About the Quiz Maker
Multiple choice and short answer questions usually live in two different documents, written two different ways. This generator takes one plain-text format — a prompt, then a list of choices marked with dashes, with an asterisk on the correct one — and builds a quiz that mixes both question types on the same sheet.
Leave the choices off a question entirely and it automatically becomes an open-response item with blank lines instead of bubbles, so a single document can carry a real mix of question styles.
How to use it in your classroom
- Type each question, leaving a blank line between questions.
- List multiple-choice options below the question, each starting with a dash.

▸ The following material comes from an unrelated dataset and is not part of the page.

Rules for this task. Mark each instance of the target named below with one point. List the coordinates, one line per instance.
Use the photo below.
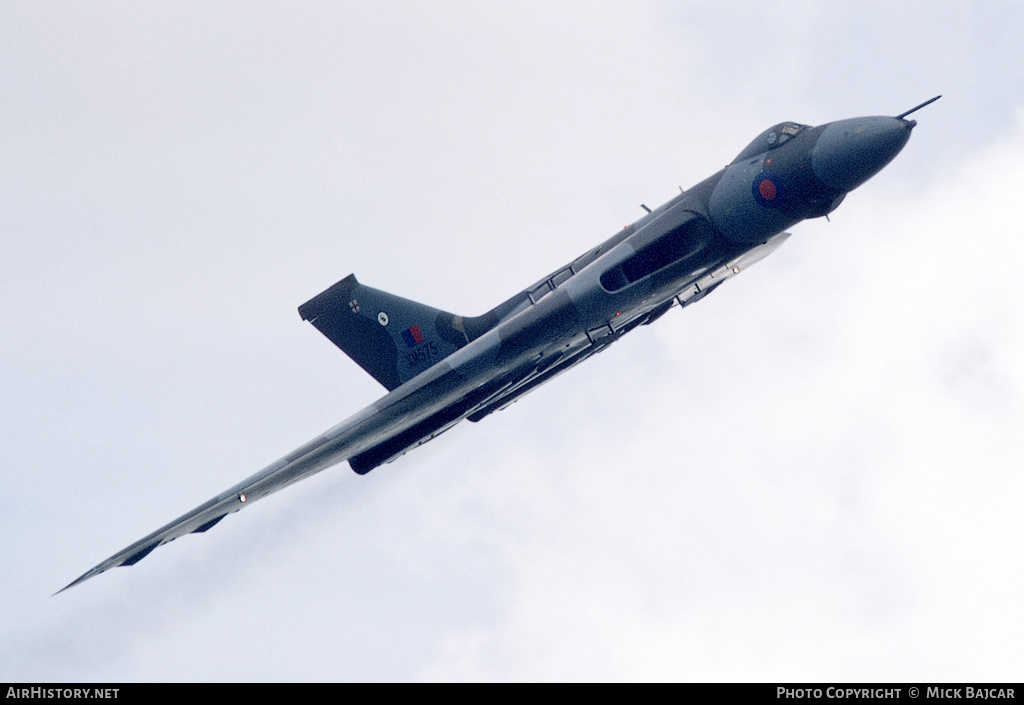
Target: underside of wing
(322, 452)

- Mark the correct choice by starting that line with an asterisk right after the dash.
- Leave a question with no dash-prefixed lines for an open-response item with blank answer lines instead.
Tips from the classroom
- Mix question types deliberately — a few multiple-choice for quick recall, a couple of open-response for actual explanation — rather than defaulting to all one type.
- Keep one master copy without the answer key for students and a second copy with it on for your own grading.
- Reuse the same question bank across a quiz and a later review sheet by toggling the answer key rather than retyping anything.
- For exit tickets, three or four quick multiple-choice questions print cleanly on a single half-page.
Frequently asked questions
How do I mark the correct answer for a multiple-choice question?
Put an asterisk right after the dash on that choice's line, before the answer text. That's the only line the answer key will highlight.
What happens if a question has no choices listed?
It prints as an open-response question with two blank answer lines instead of multiple-choice options.
Can I mix multiple-choice and open-response questions in the same quiz?
Yes. The format is read question by question, so any mix works on the same sheet.